Day 13 (10/Oct/2017): Granada to Pinos Puente (19km)


My feet and ankles are holding up, and The Camino has turned me into a rock star! Unfortunately, that rock star is Shane MacGowan before the dentists fixed his smile; Last night I bit on a carrot stick and broke a chunk off the crown on my upper central incisor. Perhaps it had something to do with the unshelled pistachios, hidden like land mines, in the mixed nuts that I was eating earlier. That’s the last time I try to “treat my body right,” by ordering a joyless, vegan, dinner with non-alcoholic beer. To compensate, I had sausages for breakfast at the convent (whose rabbits and chickens I have included in the photographs below), followed by deep-fried churros and hot chocolate at a bar by the bullring.
The road out of Granada features statues of famous people associated with the city, including the poet, Federico Lorca, whose play “Blood Wedding,” I read for A-Level Theatre Studies, and whose cheeky poem about a riverside tryst with a married woman was recited by Michel D’Auzon at this point in his journey along the same path.
In Dublin, the locals have irreverent names for their city’s public artworks (“The floozy in the jacuzzi,” for the Anna Livia monument; “The tart with the cart,” for Molly Malone). I wondered what labels they might produce for this street of statues – “The rhymer on the recliner,” “The Torero in the squaro?” Sadly for the Torero (Frascuelo), not everyone sees his achievements as heroic today. His detractors have daubed his head with blood-red paint.
I had a sense of leaving Rivendell today; exiting the realm of the Camino “elves,” who took care of me in Almeria and Guadix, and into new country. In contrast to the fairytale-road into Granada, the road out took me past the prosaic architecture of light industrial estates and exurbs all over the world – builders merchants, warehouses, wholesale stores, and chain restaurants. I saw no place where I wanted to stop for a break (and no need, since I was sipping water from a fancy “camelback,” reservoir that I’d purchased in Granada’s excellent Deportes Sherpa camping shop) until midday, when I ate the bread and ham from my rucksack in Atarfe’s shady park.

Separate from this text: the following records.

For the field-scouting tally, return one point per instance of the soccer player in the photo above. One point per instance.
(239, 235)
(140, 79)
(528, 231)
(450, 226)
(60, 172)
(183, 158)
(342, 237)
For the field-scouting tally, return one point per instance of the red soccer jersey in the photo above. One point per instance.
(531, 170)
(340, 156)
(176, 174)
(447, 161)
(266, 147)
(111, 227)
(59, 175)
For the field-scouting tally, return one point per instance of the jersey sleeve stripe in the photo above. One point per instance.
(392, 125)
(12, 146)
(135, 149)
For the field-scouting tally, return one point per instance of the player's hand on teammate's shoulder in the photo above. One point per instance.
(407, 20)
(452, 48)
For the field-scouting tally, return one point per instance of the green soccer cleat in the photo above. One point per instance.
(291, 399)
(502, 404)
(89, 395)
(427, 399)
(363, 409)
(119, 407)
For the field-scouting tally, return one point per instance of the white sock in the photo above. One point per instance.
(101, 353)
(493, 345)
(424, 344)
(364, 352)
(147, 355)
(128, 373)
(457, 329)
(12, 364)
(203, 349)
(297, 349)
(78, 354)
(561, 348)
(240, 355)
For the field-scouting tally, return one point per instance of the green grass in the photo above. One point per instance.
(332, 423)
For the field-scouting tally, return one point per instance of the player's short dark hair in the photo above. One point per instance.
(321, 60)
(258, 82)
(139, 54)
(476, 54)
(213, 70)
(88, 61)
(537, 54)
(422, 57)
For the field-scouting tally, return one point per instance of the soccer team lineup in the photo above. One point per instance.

Along the route today, I saw the shells of unfinished apartments from the pre-crash construction boom, and the ghosts of abandoned industrial complexes. A sign after Atarfe alerted me to the remains of the Elvira Medina. I wouldn’t have known about it otherwise.
Yellow arrows to mark the Camino were few and far between, and my trusty app (Maps.me) showed my destination, but was unable to plot a walking route there. That’s because there really isn’t a walking route – As confirmed by a local shepherd, the best path for me to follow was along the railway – stumbling over track ballast, pushing through brambles, and occasionally balancing on the steep sides of the drainage channel between the high-speed line and the un-electrified track.
In short, today’s walk lacked the dramatic scenery and the comfortable paths that I had been enjoying before Granada. But I did see some cool stuff – an abseiling house painter, a huge mushroom on a tree trunk, a dog madly chasing a plastic bottle, and an insect that was cleverly disguised as a dead leaf. I wouldn’t have seen any of those things if I’d stayed at home.